A&R LLC Agreement of Landcadia HoldCo

 

We, Landcadia HoldCo and LF LLC entered into the A&R HoldCo LLC Agreement in connection with the Business Combination Closing. The A&R HoldCo LLC Agreement provides, among other things, that beginning 180 days after the Business Combination Closing, each holder of HoldCo Class B Units will be entitled to cause Landcadia HoldCo to exchange all or a portion of its HoldCo Class B Units (upon the surrender of a corresponding number of shares of Class B common stock) for either one share of Class A common stock or, or at the election of the Company, in its capacity as the sole managing member of Landcadia HoldCo, the cash equivalent of the market value of one share of Class A common stock.
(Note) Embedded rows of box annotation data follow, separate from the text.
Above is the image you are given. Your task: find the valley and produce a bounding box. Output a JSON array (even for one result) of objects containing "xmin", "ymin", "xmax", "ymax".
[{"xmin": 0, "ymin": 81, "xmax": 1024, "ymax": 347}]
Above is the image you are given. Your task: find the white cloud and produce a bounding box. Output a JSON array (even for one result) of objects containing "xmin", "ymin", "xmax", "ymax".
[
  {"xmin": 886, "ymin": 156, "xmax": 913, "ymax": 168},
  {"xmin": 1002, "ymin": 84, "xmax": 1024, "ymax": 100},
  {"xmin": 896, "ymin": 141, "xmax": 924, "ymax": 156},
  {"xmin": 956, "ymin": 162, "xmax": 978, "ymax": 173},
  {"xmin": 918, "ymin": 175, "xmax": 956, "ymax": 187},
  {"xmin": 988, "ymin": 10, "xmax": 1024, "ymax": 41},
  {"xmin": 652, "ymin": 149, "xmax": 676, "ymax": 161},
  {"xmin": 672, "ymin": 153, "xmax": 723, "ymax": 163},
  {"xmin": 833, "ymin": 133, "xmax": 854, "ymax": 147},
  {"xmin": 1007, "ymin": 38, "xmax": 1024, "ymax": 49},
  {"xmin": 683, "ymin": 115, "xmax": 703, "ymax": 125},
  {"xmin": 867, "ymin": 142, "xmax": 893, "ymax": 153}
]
The A&R HoldCo LLC Agreement provides for additional issuances of HoldCo Class B Units and the equivalent number of shares of Class B common stock to LF LLC in consideration of payments to be made by LF LLC to GNOG LLC pursuant to the terms of the Second A&R Intercompany Note (as defined below), with such payments and equity issuances being treated as capital transactions for accounting purposes. The additional HoldCo LLC Class B Units will be issued at the then-current market price of Class A common stock calculated as set forth in the A&R HoldCo LLC Agreement. On April 5, 2021, LF LLC subsequently received 143,550 additional HoldCo Class B Units and the equivalent number of shares of Class B common stock in consideration of such payments.

 

Sponsor Forfeiture and Call-Option Agreement

 

In connection with the execution of the Purchase Agreement, on June 28, 2020, we entered into a forfeiture and call-option agreement with one of our sponsors, Jefferies Financial Group Inc. Pursuant to this agreement, at the Business Combination Closing, Jefferies Financial Group Inc. forfeited two thirds (or 2,543,750) of its founder shares. In addition, following the Business Combination Closing, Jefferies Financial Group Inc. granted to the Company an option to repurchase any of the private placement warrants held by Jefferies Financial Group, to the extent that Jefferies Financial Group wishes to exercise or sell such warrants and subject to certain terms and conditions set forth in this forfeiture and call-option agreement.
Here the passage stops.